Ultimately, the current investigation demonstrated unequivocally that the diagnosis of ET was either overlooked or delayed in spite of the presence of both increased thrombocytes and a thrombotic event. When considered collectively, the fact that increased thrombocytes were frequently noted in the discharge letters but were infrequently linked to the ACS suggests that ET may not be well understood or acknowledged. Therefore, ACS patients should be screened for risk factors using a systematic methodology Additionally, all investigations conducted, particularly those that were abnormal, should be included in every hospital release letter. \
These letters should include recommendations for additional screening as well as a discussion or conclusion about (the differential diagnosis of the) underlying pathophysiology for the ACS.
Restrictions
Our study's limitations include the fact that it was done retrospectively, that not all of our patients had thrombocyte counts, that roughly 25% of our patients with thrombocytosis were lost to follow-up, and that we did not perform genetic testing on our entire database, so we do not have information on the presence of, for example, a JAK2-mutation in ACS patients without thrombocytosis.

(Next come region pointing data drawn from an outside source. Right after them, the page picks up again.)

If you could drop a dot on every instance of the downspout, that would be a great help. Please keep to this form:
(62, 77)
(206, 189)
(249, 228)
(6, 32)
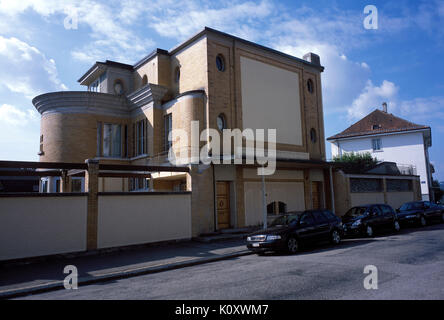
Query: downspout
(332, 191)
(214, 198)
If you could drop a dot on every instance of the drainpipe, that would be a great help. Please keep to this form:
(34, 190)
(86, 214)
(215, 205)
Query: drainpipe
(264, 201)
(214, 198)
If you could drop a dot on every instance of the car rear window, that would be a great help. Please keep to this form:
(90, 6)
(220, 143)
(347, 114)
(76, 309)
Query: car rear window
(329, 215)
(320, 217)
(386, 210)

At least 33% of patients under 40 having CAG/PCI in the context of ACS could have ET established if screening was limited to those with an increased platelet count (i.e., >450x10*9/L). Therefore, ET is a rather prevalent underlying illness (around 2%) in these patients. Furthermore, the ACS was typically the first sign of underlying ET and, as a result, the first chance to begin effective preventive medication.